Kretã Kaingang, uma das maiores lideranças indígenas do país, foi quem conduziu o ato. Voz ativa na luta pelas causas indígenas ele enfatizou o quanto a batalha dos povos originários é importante e prometeu, por diversas vezes, que os povos indígenas não vão recuar um passo sequer na defesa de seus direitos. “Durante cinco séculos o poder no Brasil buscou o extermínio dos povos indígenas. Mas, nós, povos indígenas, nunca vamos dobrar os joelhos para qualquer governo, independente de qual seja, nunca vocês vão nos ver de cabeça baixa para qualquer governante. A Constituição Brasileira tem 325 artigos que representam os direitos da sociedade brasileira, nós indígenas temos apenas dois, o 231 e o 238, mas morreremos para defender os dois se preciso for, daremos a vida por eles. O restante da sociedade não luta por seus direitos, mais de 300 artigos e ninguém luta por eles, já nós morremos se preciso for para defender os nossos dois. O que precisamos é dar a vida por essa Constituição.

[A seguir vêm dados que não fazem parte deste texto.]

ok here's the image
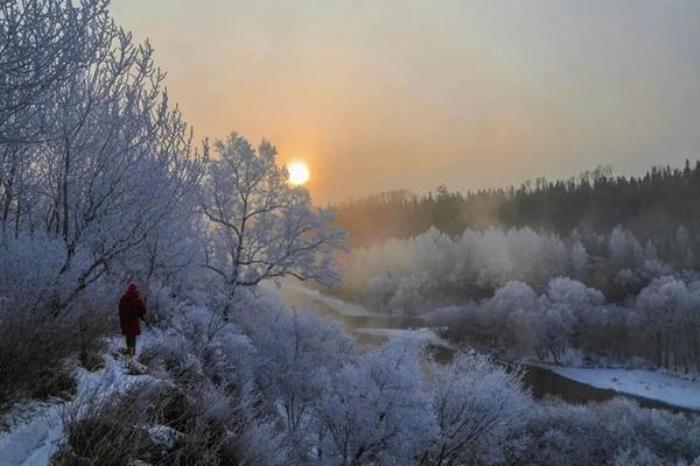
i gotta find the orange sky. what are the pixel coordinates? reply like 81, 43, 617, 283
112, 0, 700, 204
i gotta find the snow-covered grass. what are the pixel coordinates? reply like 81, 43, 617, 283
548, 366, 700, 411
0, 335, 159, 466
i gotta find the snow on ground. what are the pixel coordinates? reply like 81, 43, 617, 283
0, 334, 160, 466
548, 366, 700, 411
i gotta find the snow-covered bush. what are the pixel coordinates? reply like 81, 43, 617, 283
425, 352, 530, 464
504, 398, 700, 465
241, 295, 355, 440
138, 331, 203, 384
312, 335, 436, 465
614, 445, 663, 466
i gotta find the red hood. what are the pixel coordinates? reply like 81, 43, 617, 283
124, 290, 140, 300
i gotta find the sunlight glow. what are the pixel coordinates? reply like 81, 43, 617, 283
287, 160, 311, 186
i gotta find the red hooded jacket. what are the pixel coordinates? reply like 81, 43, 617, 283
119, 286, 147, 337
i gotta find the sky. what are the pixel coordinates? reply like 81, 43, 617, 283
112, 0, 700, 204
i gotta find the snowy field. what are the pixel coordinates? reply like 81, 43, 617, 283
549, 366, 700, 411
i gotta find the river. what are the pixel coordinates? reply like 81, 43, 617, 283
277, 284, 694, 414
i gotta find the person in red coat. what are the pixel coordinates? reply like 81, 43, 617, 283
119, 283, 147, 357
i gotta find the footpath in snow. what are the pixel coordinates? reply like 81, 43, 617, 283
0, 336, 158, 466
548, 366, 700, 411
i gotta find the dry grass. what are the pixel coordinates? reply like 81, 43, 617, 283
53, 383, 230, 466
79, 349, 106, 372
0, 304, 111, 411
30, 368, 77, 401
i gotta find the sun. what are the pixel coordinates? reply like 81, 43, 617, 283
287, 160, 310, 186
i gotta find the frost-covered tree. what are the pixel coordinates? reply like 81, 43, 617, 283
1, 0, 107, 238
0, 0, 206, 312
0, 0, 108, 145
424, 352, 529, 465
200, 133, 345, 316
608, 226, 644, 270
546, 278, 603, 327
481, 281, 540, 349
241, 299, 354, 438
313, 336, 436, 465
634, 276, 700, 371
571, 241, 589, 279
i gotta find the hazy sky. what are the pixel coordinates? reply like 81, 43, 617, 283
112, 0, 700, 203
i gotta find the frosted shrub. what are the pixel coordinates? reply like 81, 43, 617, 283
425, 352, 530, 464
614, 446, 662, 466
139, 331, 203, 383
505, 398, 700, 465
243, 301, 355, 436
223, 411, 290, 466
196, 380, 234, 425
202, 325, 254, 390
313, 336, 436, 465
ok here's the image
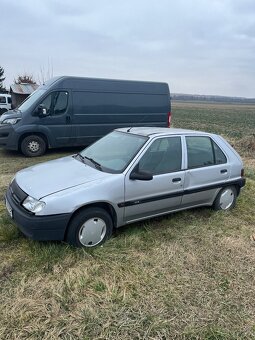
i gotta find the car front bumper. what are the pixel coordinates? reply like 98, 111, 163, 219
5, 186, 71, 241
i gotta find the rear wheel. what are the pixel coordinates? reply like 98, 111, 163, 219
21, 135, 46, 157
66, 207, 113, 248
213, 186, 237, 211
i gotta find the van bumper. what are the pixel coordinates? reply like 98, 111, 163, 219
5, 187, 71, 241
0, 125, 18, 150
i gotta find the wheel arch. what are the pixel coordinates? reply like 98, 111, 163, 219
18, 132, 49, 151
64, 202, 118, 240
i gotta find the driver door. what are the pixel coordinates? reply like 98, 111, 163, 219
36, 91, 73, 147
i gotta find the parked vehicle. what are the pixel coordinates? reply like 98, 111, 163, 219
0, 76, 171, 156
5, 127, 245, 248
0, 94, 12, 115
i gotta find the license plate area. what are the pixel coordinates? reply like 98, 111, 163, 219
5, 198, 13, 218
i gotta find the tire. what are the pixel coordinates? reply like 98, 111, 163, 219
66, 207, 113, 248
213, 186, 237, 211
21, 135, 46, 157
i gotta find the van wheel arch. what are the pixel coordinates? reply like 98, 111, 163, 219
19, 133, 48, 156
64, 202, 118, 240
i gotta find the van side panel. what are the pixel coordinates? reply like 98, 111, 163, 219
72, 90, 170, 145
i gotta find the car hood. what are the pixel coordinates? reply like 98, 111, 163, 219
15, 156, 110, 199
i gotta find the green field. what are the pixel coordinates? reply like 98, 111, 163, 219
0, 102, 255, 339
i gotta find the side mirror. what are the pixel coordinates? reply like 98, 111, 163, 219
37, 104, 49, 117
130, 167, 153, 181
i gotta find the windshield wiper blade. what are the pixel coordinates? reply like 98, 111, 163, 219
74, 153, 85, 163
84, 156, 102, 170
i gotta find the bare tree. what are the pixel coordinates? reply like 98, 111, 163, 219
38, 58, 54, 85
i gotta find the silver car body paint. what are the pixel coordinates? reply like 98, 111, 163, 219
13, 127, 244, 229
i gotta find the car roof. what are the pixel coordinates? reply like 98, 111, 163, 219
116, 127, 212, 137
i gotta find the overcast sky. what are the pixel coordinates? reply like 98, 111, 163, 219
1, 0, 255, 97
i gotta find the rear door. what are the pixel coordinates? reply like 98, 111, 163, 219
124, 136, 184, 223
182, 135, 230, 207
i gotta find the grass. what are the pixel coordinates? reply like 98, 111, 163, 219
0, 102, 255, 339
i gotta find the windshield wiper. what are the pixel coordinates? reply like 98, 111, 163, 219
73, 153, 86, 163
84, 156, 102, 170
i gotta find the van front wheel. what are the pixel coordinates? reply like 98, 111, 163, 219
21, 135, 46, 157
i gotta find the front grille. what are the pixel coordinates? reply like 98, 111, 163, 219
10, 179, 27, 204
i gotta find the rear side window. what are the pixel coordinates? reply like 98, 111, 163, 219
0, 96, 6, 104
186, 136, 226, 169
8, 97, 12, 104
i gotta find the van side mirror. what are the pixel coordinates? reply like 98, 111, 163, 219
130, 166, 153, 181
37, 104, 49, 117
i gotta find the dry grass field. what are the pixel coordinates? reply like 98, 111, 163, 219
0, 102, 255, 339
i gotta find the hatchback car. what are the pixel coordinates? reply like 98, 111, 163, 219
5, 127, 245, 247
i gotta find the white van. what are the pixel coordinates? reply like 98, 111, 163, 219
0, 94, 12, 115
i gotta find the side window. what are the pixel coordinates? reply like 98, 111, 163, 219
8, 97, 12, 104
0, 96, 6, 104
213, 141, 227, 164
40, 94, 52, 112
139, 137, 182, 175
39, 91, 68, 115
186, 136, 226, 168
53, 92, 68, 115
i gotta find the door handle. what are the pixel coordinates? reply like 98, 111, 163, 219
66, 115, 71, 124
172, 177, 182, 183
220, 169, 228, 174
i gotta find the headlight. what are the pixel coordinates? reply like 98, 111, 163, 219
2, 118, 21, 125
22, 196, 46, 213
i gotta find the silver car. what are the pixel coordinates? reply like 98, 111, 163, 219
5, 127, 245, 248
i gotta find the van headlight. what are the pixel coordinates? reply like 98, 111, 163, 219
23, 196, 46, 213
2, 118, 21, 125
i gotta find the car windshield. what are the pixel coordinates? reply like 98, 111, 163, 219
80, 131, 148, 173
17, 89, 46, 112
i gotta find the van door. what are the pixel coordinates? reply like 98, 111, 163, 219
124, 136, 184, 223
35, 91, 73, 147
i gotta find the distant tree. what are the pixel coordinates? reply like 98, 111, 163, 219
0, 66, 6, 89
14, 74, 36, 84
38, 59, 54, 84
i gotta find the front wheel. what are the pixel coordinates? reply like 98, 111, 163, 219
213, 186, 237, 211
21, 135, 46, 157
66, 207, 113, 248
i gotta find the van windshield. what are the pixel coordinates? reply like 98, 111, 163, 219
80, 131, 148, 173
17, 89, 46, 112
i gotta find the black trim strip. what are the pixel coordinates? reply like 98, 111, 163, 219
118, 178, 245, 208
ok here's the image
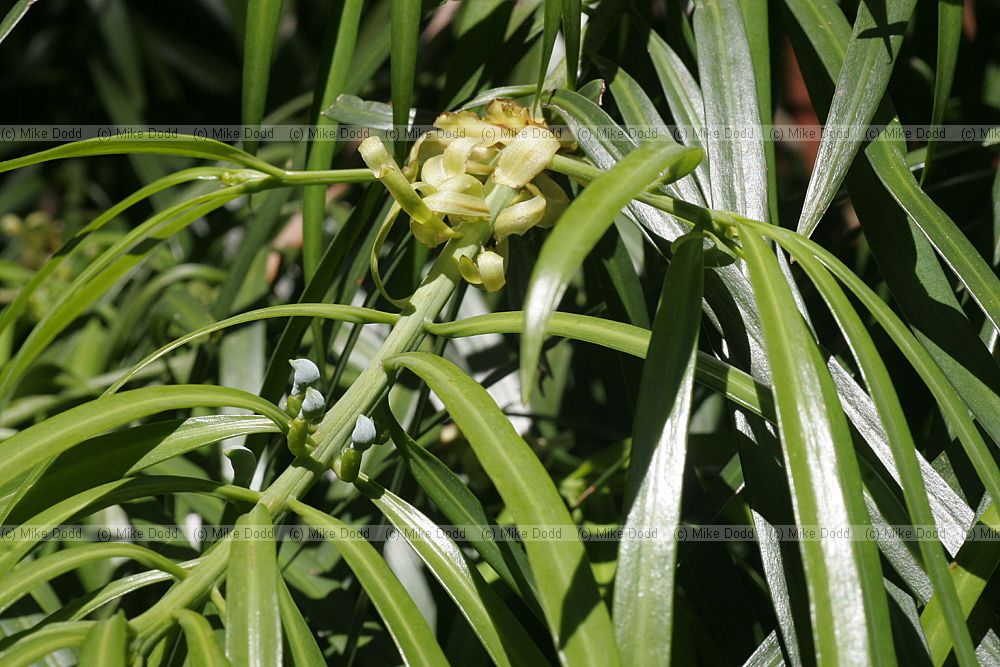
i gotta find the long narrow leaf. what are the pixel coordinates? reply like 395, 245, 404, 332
242, 0, 284, 154
288, 500, 449, 667
176, 609, 232, 667
520, 139, 702, 398
0, 385, 287, 489
740, 227, 895, 665
613, 235, 703, 665
383, 352, 621, 667
356, 476, 550, 667
796, 0, 916, 236
227, 504, 282, 667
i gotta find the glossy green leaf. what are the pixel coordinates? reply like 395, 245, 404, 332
785, 0, 1000, 442
176, 609, 232, 667
743, 631, 784, 667
105, 303, 397, 395
0, 0, 34, 45
383, 352, 621, 667
302, 0, 364, 279
288, 500, 449, 667
921, 504, 1000, 666
0, 623, 91, 667
740, 226, 895, 665
390, 0, 421, 160
356, 476, 549, 667
242, 0, 284, 154
922, 0, 963, 181
646, 29, 711, 199
1, 477, 257, 577
0, 385, 287, 489
0, 136, 281, 176
871, 147, 1000, 333
276, 576, 325, 667
613, 235, 703, 665
384, 407, 540, 606
544, 89, 695, 241
78, 612, 129, 667
766, 225, 977, 665
693, 0, 768, 221
537, 0, 561, 99
0, 544, 187, 615
227, 504, 282, 667
521, 139, 702, 399
796, 0, 916, 236
561, 0, 580, 89
12, 415, 276, 521
0, 185, 251, 404
426, 311, 775, 421
754, 221, 1000, 662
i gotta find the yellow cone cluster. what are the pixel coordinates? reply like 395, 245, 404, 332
360, 99, 572, 293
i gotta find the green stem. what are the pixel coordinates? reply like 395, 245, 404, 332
273, 168, 374, 186
130, 184, 516, 649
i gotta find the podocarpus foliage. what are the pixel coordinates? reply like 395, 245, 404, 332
0, 1, 998, 665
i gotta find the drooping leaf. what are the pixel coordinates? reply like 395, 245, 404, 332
383, 352, 621, 666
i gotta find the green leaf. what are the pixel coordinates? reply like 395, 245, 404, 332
0, 623, 91, 667
740, 226, 896, 665
743, 631, 785, 667
594, 57, 705, 211
561, 0, 580, 89
922, 0, 963, 182
544, 89, 695, 241
12, 416, 277, 522
390, 0, 421, 161
520, 139, 702, 399
383, 407, 540, 606
176, 609, 232, 667
769, 227, 978, 665
0, 185, 251, 404
242, 0, 284, 154
1, 477, 257, 578
693, 0, 769, 221
754, 221, 1000, 662
0, 0, 35, 46
0, 544, 188, 616
78, 612, 129, 667
736, 0, 779, 224
356, 476, 550, 667
796, 0, 916, 236
613, 235, 703, 665
785, 0, 1000, 442
383, 352, 621, 667
646, 29, 711, 199
426, 311, 775, 421
0, 136, 282, 176
276, 577, 325, 667
871, 146, 1000, 333
227, 504, 282, 667
921, 504, 1000, 666
537, 0, 562, 99
105, 303, 397, 395
0, 385, 287, 490
302, 0, 364, 279
288, 500, 449, 667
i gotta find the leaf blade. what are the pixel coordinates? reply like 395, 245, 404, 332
613, 236, 703, 665
384, 352, 621, 667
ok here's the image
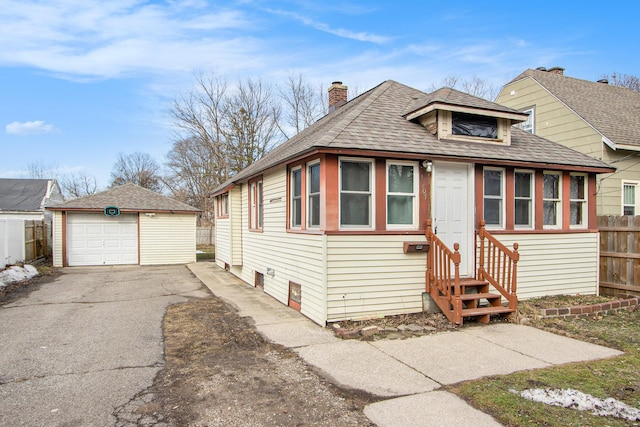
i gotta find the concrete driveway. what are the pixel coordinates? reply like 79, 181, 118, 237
0, 265, 210, 427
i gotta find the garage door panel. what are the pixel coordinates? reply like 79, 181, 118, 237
67, 213, 138, 266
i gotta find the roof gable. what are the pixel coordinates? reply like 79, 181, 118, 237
48, 183, 200, 213
0, 179, 53, 212
213, 80, 613, 194
507, 69, 640, 149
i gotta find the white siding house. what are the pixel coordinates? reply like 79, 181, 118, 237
213, 81, 613, 325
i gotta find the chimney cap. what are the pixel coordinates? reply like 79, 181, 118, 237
331, 81, 343, 86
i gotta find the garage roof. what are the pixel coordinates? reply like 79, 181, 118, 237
47, 183, 201, 213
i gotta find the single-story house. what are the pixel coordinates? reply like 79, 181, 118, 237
212, 80, 614, 325
496, 67, 640, 215
47, 183, 201, 267
0, 178, 64, 245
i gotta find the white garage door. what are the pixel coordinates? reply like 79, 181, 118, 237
67, 213, 138, 266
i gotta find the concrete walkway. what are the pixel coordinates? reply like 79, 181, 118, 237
188, 263, 624, 427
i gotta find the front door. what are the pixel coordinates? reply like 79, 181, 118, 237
432, 162, 473, 276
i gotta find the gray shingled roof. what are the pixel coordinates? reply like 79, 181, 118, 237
0, 179, 50, 211
508, 69, 640, 148
48, 183, 200, 212
214, 80, 613, 193
403, 86, 525, 117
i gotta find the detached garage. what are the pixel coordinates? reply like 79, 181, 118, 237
47, 184, 201, 267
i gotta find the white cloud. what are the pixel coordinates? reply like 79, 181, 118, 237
0, 0, 258, 79
5, 121, 59, 135
267, 9, 391, 44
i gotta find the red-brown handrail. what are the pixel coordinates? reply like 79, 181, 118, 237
477, 220, 519, 310
425, 220, 462, 320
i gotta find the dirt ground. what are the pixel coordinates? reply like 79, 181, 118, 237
147, 297, 378, 426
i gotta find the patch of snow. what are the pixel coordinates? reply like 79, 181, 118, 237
196, 250, 204, 254
512, 388, 640, 421
0, 265, 39, 287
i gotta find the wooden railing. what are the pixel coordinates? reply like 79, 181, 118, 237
425, 220, 463, 323
477, 221, 519, 310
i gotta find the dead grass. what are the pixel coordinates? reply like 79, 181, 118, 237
449, 294, 640, 427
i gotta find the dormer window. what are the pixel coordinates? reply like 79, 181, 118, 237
452, 112, 498, 139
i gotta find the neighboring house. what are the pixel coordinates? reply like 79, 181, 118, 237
496, 67, 640, 215
0, 178, 64, 246
212, 80, 613, 325
47, 183, 201, 267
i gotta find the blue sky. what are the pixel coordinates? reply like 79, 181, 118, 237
1, 0, 638, 190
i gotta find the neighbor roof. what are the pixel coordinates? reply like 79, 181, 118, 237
0, 179, 52, 212
47, 183, 200, 213
213, 80, 613, 194
506, 69, 640, 149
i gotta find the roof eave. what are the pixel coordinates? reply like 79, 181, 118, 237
405, 102, 529, 123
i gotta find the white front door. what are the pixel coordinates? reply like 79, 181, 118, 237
432, 162, 474, 276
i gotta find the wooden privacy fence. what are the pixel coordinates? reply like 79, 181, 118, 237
197, 226, 215, 246
24, 220, 47, 262
598, 215, 640, 295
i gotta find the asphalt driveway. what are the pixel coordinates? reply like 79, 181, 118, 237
0, 265, 210, 427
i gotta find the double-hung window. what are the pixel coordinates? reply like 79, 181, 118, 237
217, 193, 229, 217
249, 179, 263, 230
623, 182, 637, 215
387, 161, 418, 229
516, 108, 535, 133
307, 162, 321, 228
340, 159, 373, 228
570, 174, 587, 227
290, 168, 302, 228
483, 168, 504, 228
514, 170, 533, 228
543, 172, 561, 228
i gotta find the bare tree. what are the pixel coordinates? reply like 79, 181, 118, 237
225, 78, 282, 172
27, 161, 59, 179
163, 136, 219, 223
110, 152, 163, 192
278, 72, 325, 138
428, 75, 497, 100
601, 72, 640, 92
170, 73, 231, 184
59, 172, 98, 199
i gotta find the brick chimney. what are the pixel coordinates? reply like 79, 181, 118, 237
328, 81, 348, 113
548, 66, 565, 76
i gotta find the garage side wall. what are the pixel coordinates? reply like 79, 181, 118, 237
139, 213, 197, 265
52, 211, 63, 267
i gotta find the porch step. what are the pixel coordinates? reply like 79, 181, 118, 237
461, 306, 516, 324
459, 278, 489, 294
458, 292, 502, 301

Dou a vida não porque quero ser um herói nacional, mas pelo futuro dos meus filhos, pra que seja garantido o direito de ir e vir deles. E todas as vezes que defendemos nossos filhos estamos defendendo os filhos de todos”, enfatizou.
Ricardo de Campos Leinig, da Coordenação do Litoral Sul da Funai, falou em nome da Indigenistas Associados (Ina). Seu discurso enfatizou o enfraquecimento da Fundação Nacional do Índio e das demais políticas indigenistas. “Decretos já publicados e as declarações dos novos gestores propõem alterações drásticas na política indigenista, mudando profundamente seu sentido. Pretende o governo cortar a Funai ao meio: deslocá-la para o recém-criado Ministério da Mulher, da Família e dos Direitos Humanos (MMFDH) e dela retirar as atribuições referentes à demarcação de terras indígenas e ao licenciamento ambiental, transferidas para o Ministério da Agricultura, Pecuária e Abastecimento (Mapa). Tais medidas certamente terão um efeito catastrófico para os povos indígenas, já que suas políticas ficarão submissas aos interesses do agronegócio”.
Em frente ao Palácio Iguaçu os indígenas convocaram a presença do Governador Ratinho Junior, já que muitas das políticas voltadas a eles são de responsabilidade do estado. Quem se deslocou ao ato foi uma comitiva representando o Chefe da Casa Civil, Guto Silva. Os representantes do governo, sob olhos e ouvidos de indígenas, lideranças e simpatizantes da causa como a atriz Letícia Sabatella, se comprometeu a receber um grupo de lideres no mês de fevereiro. Á tarde, mais precisamente às 14 h, os indígenas participaram de uma reunião com representantes do Ministério Público do Paraná.